In a vsan stretched cluster vSAN witness might show as isolated when running the below command, it confirms vsan is Isolated.
esxcli vsan cluster get
If the output of the command returns:
Sub-Cluster Member Count: 1
Local Node State: STANDALONE
In a vSAN Stretched Cluster, the Witness plays an important role in assuring keeping all the witness components of the vSAN Objects. To ensure proper TCP/IP communication between the data hosts and the Witness, these requirements exist:
- Round-Trip Time (RTT) latency between the Witness and the ESXi hosts must be < 500 ms.
- A full frame must be sent between pings.

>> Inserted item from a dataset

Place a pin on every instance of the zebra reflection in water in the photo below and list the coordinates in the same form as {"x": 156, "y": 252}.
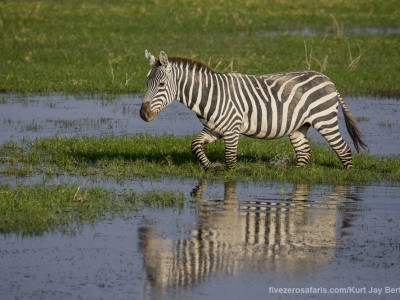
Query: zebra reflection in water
{"x": 296, "y": 236}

If using MTU 1500, the payload must be at least 1472.
- To verify if the payload can be sent, run this command from one of the ESXi hosts: vmkping -I VSANvmknic WitnessIP -s 1472 -d -c20
If the ping fails, something on the network is not allowing the full payload to travel between the ESXi and the Witness Host
What if all the ping is working over vsan witness interface to other data nodes, routing is setup correctly, but still the witness node is isolated with respect to VSAN?
That’s when we need to check two main aspects firstly, the unicast table via the command below
esxcli vsan cluster unicastagent list
The witness appears with the value 1 in the “is witness” section. If it’s not there , add it manually via the command
esxcli vsan cluster unicast agent add -t witness -u <local_UUID> -U true -a <vSAN IP address> -p 12321
Evan if vSAN witness is present in the unicast table but its isolated form vsan cluster. We have to check the UDP traffic. For that, we need to perform a TCP dump via the below command on the witness.
tcpdump-uw -i <vmk witness interface> port 12321
The results should have the IP address of the other data node’s witness VMK interface. If it’s not there UDP is either blocked at the switch level, or by a firewall, or witness traffic is being NATed . VSAN does not support NAT & VSAN needs UDP to function.